AI agents invoke send_keyboard_shortcut to trigger actions in MCP Windows. What it does depends on the arguments the agent supplies, and its effects often reach beyond the immediate call — builds kicked off, notifications sent, workflows started.
Sending keyboard shortcuts executes actions on the operating system or active applications (e.g., Ctrl+C, Alt+F4, Win+R). This can trigger arbitrary system operations depending on the shortcut sent, making it an Execute-category tool with high severity since it could be misused to launch programs, close windows, or invoke system commands. Confidence is reduced due to the empty description.
From the tool's definition Tool name 'send_keyboard_shortcut' implies triggering keyboard input/actions on the system; description is empty and uninformative.
Documented attack patterns abuse exactly the kind of access send_keyboard_shortcut gives an agent:
PolicyLayer is an MCP gateway — it sits between your AI agents and MCP Windows, and nothing reaches the server without passing your rules.
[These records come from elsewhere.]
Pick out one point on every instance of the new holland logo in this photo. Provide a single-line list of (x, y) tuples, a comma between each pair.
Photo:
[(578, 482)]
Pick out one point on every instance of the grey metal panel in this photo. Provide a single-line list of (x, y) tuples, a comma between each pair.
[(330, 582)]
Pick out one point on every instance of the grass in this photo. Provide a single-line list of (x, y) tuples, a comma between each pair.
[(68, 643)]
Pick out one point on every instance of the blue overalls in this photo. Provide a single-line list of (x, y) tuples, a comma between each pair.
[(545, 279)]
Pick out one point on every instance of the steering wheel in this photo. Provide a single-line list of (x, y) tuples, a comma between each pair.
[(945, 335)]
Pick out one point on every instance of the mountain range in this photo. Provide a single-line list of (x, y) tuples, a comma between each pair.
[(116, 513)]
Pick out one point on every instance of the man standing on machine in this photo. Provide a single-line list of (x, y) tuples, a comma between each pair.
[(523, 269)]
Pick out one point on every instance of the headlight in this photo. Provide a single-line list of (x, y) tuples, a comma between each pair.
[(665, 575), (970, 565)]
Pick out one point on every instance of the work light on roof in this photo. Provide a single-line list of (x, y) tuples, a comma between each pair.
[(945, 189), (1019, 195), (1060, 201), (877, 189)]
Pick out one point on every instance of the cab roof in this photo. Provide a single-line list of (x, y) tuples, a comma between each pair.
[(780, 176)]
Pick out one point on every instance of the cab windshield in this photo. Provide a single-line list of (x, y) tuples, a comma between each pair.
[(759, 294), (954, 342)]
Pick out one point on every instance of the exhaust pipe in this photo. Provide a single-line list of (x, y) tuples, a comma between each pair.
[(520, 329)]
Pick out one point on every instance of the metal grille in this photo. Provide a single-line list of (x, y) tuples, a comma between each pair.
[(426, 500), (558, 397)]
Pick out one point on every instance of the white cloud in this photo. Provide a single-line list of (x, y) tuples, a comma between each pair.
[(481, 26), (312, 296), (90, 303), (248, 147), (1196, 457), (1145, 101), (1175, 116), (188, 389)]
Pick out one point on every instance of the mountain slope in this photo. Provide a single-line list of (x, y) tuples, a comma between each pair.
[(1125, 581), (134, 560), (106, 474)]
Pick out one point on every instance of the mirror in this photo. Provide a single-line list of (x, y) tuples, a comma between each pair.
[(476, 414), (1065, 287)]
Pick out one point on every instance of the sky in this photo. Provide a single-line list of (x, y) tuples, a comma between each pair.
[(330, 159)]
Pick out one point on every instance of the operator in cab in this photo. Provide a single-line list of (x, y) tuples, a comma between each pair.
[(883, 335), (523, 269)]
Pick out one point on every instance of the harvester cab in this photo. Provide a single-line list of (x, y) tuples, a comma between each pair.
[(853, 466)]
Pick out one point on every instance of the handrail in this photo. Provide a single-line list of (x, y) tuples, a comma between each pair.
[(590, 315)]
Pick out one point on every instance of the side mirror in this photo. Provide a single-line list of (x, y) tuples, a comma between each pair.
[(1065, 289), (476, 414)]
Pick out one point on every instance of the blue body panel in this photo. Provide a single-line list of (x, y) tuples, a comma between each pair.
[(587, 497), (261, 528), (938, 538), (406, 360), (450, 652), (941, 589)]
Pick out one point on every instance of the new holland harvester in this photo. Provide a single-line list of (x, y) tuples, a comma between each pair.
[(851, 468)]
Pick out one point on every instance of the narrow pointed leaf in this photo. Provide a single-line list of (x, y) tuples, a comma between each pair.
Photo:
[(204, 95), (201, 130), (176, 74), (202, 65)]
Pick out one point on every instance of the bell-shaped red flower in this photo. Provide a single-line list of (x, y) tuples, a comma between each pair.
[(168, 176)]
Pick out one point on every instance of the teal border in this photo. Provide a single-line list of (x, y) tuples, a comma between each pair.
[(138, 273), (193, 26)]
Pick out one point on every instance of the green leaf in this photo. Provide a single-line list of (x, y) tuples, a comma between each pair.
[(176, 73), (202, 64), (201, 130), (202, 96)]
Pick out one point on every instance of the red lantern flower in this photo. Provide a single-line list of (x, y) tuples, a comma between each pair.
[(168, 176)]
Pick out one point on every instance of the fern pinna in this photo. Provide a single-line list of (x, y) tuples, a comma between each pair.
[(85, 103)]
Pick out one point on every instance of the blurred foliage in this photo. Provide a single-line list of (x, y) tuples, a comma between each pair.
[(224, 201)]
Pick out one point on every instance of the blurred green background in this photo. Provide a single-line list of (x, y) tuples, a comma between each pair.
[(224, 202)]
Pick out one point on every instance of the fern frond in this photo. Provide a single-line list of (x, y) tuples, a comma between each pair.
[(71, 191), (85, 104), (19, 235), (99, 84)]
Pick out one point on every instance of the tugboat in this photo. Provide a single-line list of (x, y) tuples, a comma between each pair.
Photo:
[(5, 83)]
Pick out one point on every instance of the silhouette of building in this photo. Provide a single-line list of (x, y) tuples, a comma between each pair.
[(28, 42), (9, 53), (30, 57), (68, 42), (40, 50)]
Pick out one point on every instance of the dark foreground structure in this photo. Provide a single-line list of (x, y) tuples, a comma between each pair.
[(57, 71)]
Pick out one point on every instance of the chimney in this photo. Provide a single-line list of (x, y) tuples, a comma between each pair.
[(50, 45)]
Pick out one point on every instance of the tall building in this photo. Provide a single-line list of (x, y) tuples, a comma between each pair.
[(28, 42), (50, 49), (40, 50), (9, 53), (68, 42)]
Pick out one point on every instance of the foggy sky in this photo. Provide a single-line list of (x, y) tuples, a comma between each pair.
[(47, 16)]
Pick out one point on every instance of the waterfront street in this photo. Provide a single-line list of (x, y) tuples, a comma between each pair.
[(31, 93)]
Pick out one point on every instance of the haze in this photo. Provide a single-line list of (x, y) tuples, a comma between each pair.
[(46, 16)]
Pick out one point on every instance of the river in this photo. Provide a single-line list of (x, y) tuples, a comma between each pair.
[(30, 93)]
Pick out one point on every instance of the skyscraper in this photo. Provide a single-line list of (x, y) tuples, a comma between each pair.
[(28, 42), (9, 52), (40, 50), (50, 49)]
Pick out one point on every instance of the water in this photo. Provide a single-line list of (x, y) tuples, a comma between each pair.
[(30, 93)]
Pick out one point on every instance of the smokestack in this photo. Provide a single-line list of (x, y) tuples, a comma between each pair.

This is the rule we recommend for send_keyboard_shortcut:
{
"version": "1",
"default": "deny",
"tools": {
"send_keyboard_shortcut": {
"limits": [
{
"counter": "send_keyboard_shortcut_rate",
"window": "minute",
"max": 10,
"scope": "grant"
}
]
}
}
} send_keyboard_shortcut stays usable, but rate-capped — a runaway agent can't fire it dozens of times a minute. Everything else on the server is denied unless you say otherwise.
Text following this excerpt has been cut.